Bone mass and body composition of adult women with congenital virilizing 21-hydroxylase deficiency after glucocorticoid treatment since infancy

K Hagenfeldt, E Martin Ritzen, H Ringertz, J Helleday, and K Carlstrom

Departments of Woman and Child Health and Diagnostic Radiology, Karolinska Institute, Karolinska Hospital, Stockholm, Sweden.
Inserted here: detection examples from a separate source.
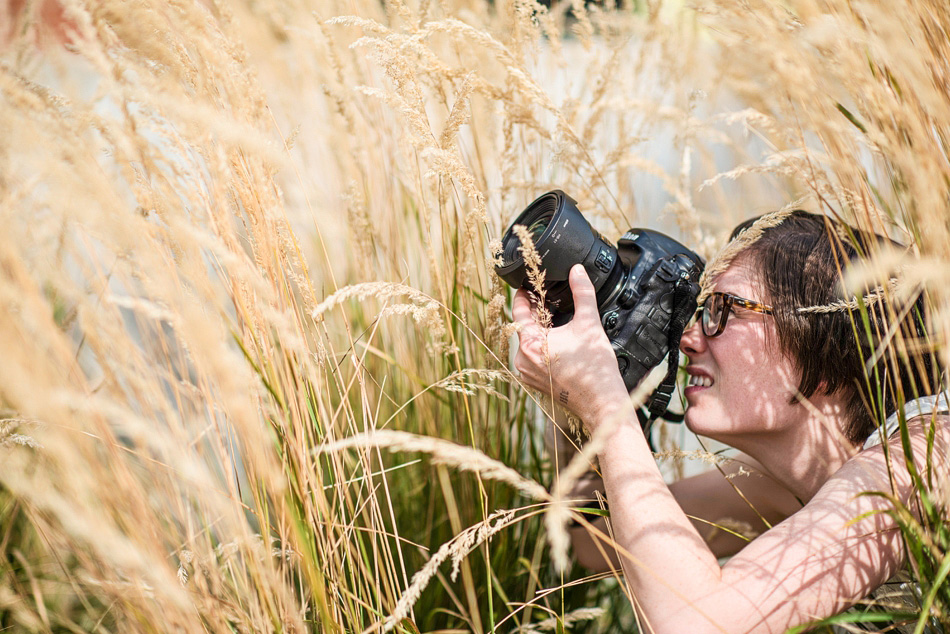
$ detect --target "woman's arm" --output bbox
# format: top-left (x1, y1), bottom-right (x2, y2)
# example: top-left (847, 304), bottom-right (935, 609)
top-left (571, 455), bottom-right (802, 572)
top-left (513, 268), bottom-right (944, 633)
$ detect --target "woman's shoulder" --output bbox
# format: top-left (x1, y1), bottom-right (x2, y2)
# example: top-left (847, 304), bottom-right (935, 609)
top-left (863, 392), bottom-right (950, 449)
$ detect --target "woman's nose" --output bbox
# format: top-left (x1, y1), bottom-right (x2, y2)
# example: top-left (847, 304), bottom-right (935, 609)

AIM: To study bone mass, body composition and androgenic/anabolic activity in adult women with virilizing congenital adrenal hyperplasia (CAH) treated with glucocorticoids since infancy and to relate this to the postmenarcheal glucocorticoid impact. PATIENTS AND METHODS: Thirteen adult women with virilizing CAH treated with gluco- and mineralocorticoids but otherwise medicine-free were investigated with respect to bone mineral content, body composition by dual energy X-ray absorptiometry and endocrine status. In addition an index of accumulated postmenarcheal exogenous glucocorticoid impact was calculated. Seven of the patients had regular menstrual periods, and six were oligomenorrheic but responded with withdrawal bleedings on cyclic progestagens. The data for the patients were compared with those of age-matched healthy reference subjects. RESULTS: In spite of their shorter stature, CAH patients were significantly heavier and had a significantly higher body mass index and fat/lean body mass ratio than the controls. Their bone mineral area density (BMD) was significantly lower than that of the controls. Serum concentrations of androgens were subnormal in all except two of the patients. Strong negative associations were found between BMD and the calculated index of accumulated postmenarcheal glucocorticoid dose but not between BMD and circulating androgen levels. CONCLUSION: The results indicate that glucocorticoids were administered in excess in most of the patients, resulting in subnormal levels of adrenocortical androgens, increased body fat and bone demineralization. Increased catabolic activity due to hypercortisolism rather than decreased androgenic/anabolic steroids is probably the major cause of the subnormal BMD in the treated CAH patients.